With all the guns around in US I am genuenly surprised that most of these shooters just go on random killing sprees instead of political assasinations. In japan a DYI gun was enough to kill former prime minister Shinzo Abe so would think country so divided as United states would have far more of these cases.

Guess the people on top truly are untouchable at least for most of the time.

[–] crackajack@reddthat.com 5 points 1 year ago

American politicians tend to be heavily guarded.

[–] SCB@lemmy.world 1 points 1 year ago (1 children)

Most people like their politician. When they are polled about Congress and rate it unsatisfactory, it's because they want all of Congress to be like their rep (or exactly their rep's opposite, if they're a minority voter in the area).

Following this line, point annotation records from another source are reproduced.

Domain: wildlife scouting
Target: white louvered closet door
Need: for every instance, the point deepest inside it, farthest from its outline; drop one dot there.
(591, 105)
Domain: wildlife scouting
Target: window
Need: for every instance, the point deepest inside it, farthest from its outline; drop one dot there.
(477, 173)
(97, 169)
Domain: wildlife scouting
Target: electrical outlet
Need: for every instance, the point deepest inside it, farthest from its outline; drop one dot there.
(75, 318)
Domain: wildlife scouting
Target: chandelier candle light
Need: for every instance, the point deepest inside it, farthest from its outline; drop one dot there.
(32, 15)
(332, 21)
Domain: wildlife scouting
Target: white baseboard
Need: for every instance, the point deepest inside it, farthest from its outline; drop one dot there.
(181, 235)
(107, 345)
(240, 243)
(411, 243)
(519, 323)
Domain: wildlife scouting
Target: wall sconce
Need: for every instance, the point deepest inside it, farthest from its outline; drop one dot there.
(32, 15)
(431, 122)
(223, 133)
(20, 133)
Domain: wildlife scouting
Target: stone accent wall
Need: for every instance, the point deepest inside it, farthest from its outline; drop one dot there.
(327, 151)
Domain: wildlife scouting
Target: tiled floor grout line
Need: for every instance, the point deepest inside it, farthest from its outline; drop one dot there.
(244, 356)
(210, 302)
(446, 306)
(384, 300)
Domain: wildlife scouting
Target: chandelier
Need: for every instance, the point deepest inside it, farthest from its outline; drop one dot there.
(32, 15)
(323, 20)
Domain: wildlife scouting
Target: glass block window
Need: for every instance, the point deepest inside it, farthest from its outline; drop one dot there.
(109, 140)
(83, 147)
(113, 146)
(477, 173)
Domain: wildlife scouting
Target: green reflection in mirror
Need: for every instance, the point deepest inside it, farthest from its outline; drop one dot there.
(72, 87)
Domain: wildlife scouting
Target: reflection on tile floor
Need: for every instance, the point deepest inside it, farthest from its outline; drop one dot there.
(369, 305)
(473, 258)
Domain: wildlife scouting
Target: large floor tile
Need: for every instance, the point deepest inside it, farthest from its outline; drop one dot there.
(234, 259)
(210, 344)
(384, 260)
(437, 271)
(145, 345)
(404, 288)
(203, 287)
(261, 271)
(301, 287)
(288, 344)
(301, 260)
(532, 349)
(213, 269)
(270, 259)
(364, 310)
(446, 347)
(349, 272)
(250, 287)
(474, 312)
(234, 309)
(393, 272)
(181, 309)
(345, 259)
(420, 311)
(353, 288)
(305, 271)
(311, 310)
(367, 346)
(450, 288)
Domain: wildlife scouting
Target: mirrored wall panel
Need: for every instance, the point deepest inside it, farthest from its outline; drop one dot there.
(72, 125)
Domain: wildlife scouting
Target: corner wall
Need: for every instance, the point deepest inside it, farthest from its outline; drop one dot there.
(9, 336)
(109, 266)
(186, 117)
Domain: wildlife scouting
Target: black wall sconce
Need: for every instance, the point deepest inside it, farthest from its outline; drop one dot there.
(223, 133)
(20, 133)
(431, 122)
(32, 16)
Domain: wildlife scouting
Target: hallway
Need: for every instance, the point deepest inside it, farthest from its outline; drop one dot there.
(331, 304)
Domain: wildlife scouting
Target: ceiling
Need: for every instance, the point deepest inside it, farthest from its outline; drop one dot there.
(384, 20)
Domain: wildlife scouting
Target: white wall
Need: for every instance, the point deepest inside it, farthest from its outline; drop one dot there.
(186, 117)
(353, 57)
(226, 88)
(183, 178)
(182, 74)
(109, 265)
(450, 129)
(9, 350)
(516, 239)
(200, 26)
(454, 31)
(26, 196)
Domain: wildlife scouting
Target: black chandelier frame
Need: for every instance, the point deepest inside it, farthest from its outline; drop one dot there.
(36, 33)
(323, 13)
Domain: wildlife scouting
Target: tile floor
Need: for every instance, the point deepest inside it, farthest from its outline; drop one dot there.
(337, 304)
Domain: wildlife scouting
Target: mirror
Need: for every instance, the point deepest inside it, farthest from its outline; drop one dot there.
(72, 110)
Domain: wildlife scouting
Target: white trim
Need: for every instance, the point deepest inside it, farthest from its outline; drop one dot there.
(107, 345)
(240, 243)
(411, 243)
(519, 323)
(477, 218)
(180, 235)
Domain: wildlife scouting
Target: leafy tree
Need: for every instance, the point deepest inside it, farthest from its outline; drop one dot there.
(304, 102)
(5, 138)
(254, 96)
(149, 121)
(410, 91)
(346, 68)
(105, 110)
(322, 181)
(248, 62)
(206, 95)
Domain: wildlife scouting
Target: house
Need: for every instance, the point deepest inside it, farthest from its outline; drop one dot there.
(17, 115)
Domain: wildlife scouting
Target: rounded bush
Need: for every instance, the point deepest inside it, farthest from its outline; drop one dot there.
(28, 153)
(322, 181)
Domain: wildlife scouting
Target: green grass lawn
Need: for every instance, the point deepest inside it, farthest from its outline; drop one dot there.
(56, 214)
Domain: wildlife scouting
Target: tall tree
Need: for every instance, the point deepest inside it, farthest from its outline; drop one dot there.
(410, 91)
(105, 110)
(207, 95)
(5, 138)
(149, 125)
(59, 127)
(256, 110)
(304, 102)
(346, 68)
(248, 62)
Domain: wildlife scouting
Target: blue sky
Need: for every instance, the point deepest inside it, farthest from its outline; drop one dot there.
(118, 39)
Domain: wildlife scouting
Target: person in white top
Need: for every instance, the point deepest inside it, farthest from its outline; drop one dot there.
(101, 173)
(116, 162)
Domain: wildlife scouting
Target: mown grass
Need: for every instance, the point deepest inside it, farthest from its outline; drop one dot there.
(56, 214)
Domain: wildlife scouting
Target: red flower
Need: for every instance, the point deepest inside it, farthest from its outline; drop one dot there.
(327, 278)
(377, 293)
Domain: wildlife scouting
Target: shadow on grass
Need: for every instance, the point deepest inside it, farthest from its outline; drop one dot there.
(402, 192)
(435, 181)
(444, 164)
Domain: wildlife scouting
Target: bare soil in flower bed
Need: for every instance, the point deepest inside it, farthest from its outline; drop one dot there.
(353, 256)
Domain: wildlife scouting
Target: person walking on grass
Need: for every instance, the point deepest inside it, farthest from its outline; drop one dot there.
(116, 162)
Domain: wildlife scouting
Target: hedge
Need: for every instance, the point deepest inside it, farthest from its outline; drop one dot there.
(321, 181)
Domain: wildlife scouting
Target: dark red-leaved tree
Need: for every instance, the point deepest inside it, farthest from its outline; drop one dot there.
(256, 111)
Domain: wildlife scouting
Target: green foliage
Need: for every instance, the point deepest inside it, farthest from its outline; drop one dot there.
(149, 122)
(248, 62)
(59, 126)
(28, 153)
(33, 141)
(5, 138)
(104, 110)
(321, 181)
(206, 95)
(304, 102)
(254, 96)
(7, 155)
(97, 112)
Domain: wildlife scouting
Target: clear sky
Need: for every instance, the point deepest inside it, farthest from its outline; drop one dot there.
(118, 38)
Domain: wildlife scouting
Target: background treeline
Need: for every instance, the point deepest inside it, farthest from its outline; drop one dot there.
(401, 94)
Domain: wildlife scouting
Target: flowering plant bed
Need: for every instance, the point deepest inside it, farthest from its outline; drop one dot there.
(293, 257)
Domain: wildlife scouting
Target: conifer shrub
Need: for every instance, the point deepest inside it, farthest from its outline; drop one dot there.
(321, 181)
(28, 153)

It's a lot easier to assassinate your local rep than it is to shoot a senator from West Virginia or whatever, so the impulse to kill them is lower. Add in their significantly greater security and you can see how this lessons the odds of attempted assassinations.

[–] Vipsu@lemmy.world 3 points 1 year ago (1 children)

They may like their politician but that still leaves out a lot of the congress who they may dislike and target with their radicalized outrage.
But yeah the fact that these people are protected by greater (armed) security the chance for failure is far greater.

But still quite surprised how little actions or lack of have backfired on people in power.
Guess things will need to get way worse for more shit to start piling on their backyards.

[–] SCB@lemmy.world 2 points 1 year ago

I don't disagree, I was just offering my best explanation. With the way rhetoric is accelerating, I wouldn't be surprised to see more political violence as 2024 approaches.

Also likely that it just comes in waves - bigger cycles will mean a higher chance at crazy.